How Important is Coding Standards?

25 Sep 2024


Practicing Coding Standards

After using ESLint for about a week, I think it is only mildly annoying and does not do anything to help understanding of the code. Perhaps there are more to ESLint rules than the ones I have seen so far but little details like spaces before braces are just personal choices, doing nothing for the coder. While my experience with ESLint and TypeScript overall is very limited, my time in ICS212 has proven to me that there are bad practices of coding standards. Since we wrote code in the terminal and the school’s Unix system, every detail has to be manually fixed. When our programs got quite big towards the end of the semester, it was a pain to check every file and every line of code to make sure it matches the professor’s coding format. Even though that is a fault with the IDE, the standard itself did nothing to improve understanding of the code. The only thing beneficial is that we had a large comment block before each function to give details about the function. Other than that, using four spaces versus a tab, limiting to one return call, putting opening braces in the next line, and many others, only did so much as wasting more time than necessary. Instead of thinking how to implement functions, I had to waste time and effort making sure my code looks neat and clean in accordance to one person.


How it Could Actually Help

I do believe that using coding standard could be a huge help in learning the langauge however. Many complex functions and method calls would look very daunting if not seperated by line. For example:

numbers.filter(num => num % 2 === 0).map(num => num * num).reduce((sum, num) => sum + num, 0)

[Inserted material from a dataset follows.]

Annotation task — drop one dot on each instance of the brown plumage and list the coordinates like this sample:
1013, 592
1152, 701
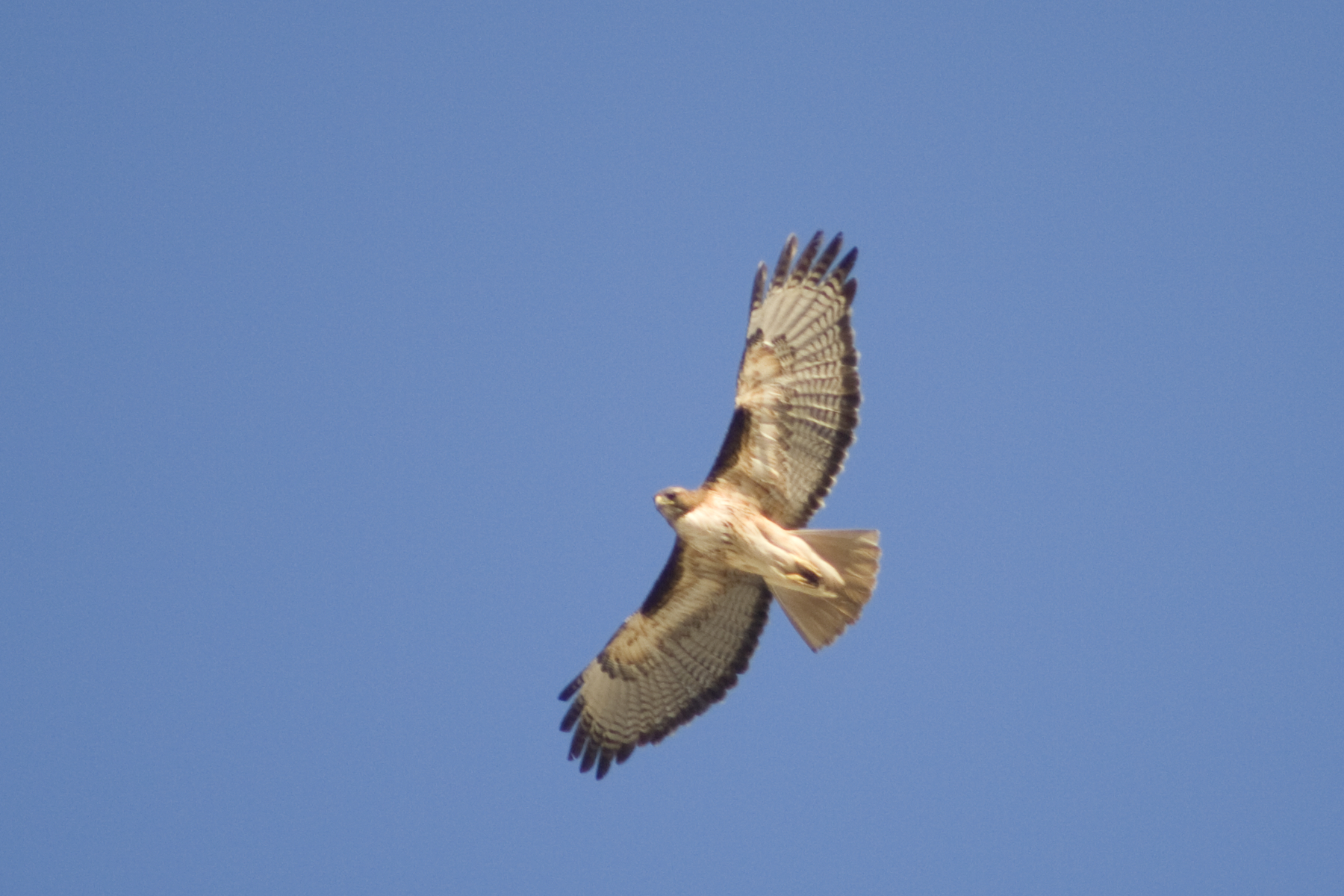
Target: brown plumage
739, 535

This seems confusing, cramp, and does not allow for comments per line/method call. However, if you formatted it like this:

numbers
  .filter(num => num % 2 === 0)         // Filter even numbers
  .map(num => num * num)                // Square even numbers
  .reduce((sum, num) => sum + num, 0);  // Sum the squares

This is easier to digest line by line and it allows us to explain what each method does before it is chained. I think there more examples out there where good coding standards makes a larger difference than just a couple of spaces. Outside of code readabilty, using a standardized coding format helps other people be able to read your code and also allows code spread across different files and different people to stay consistent. I think the best coding standards I have used so far is meaningful variable name, camel casing, and limit nested if-else statements. These has become more of coding habits than standards and I think that’s what all coding standards should strive to achieve. Not a guideline to follow but something that feels natural and intuinitive.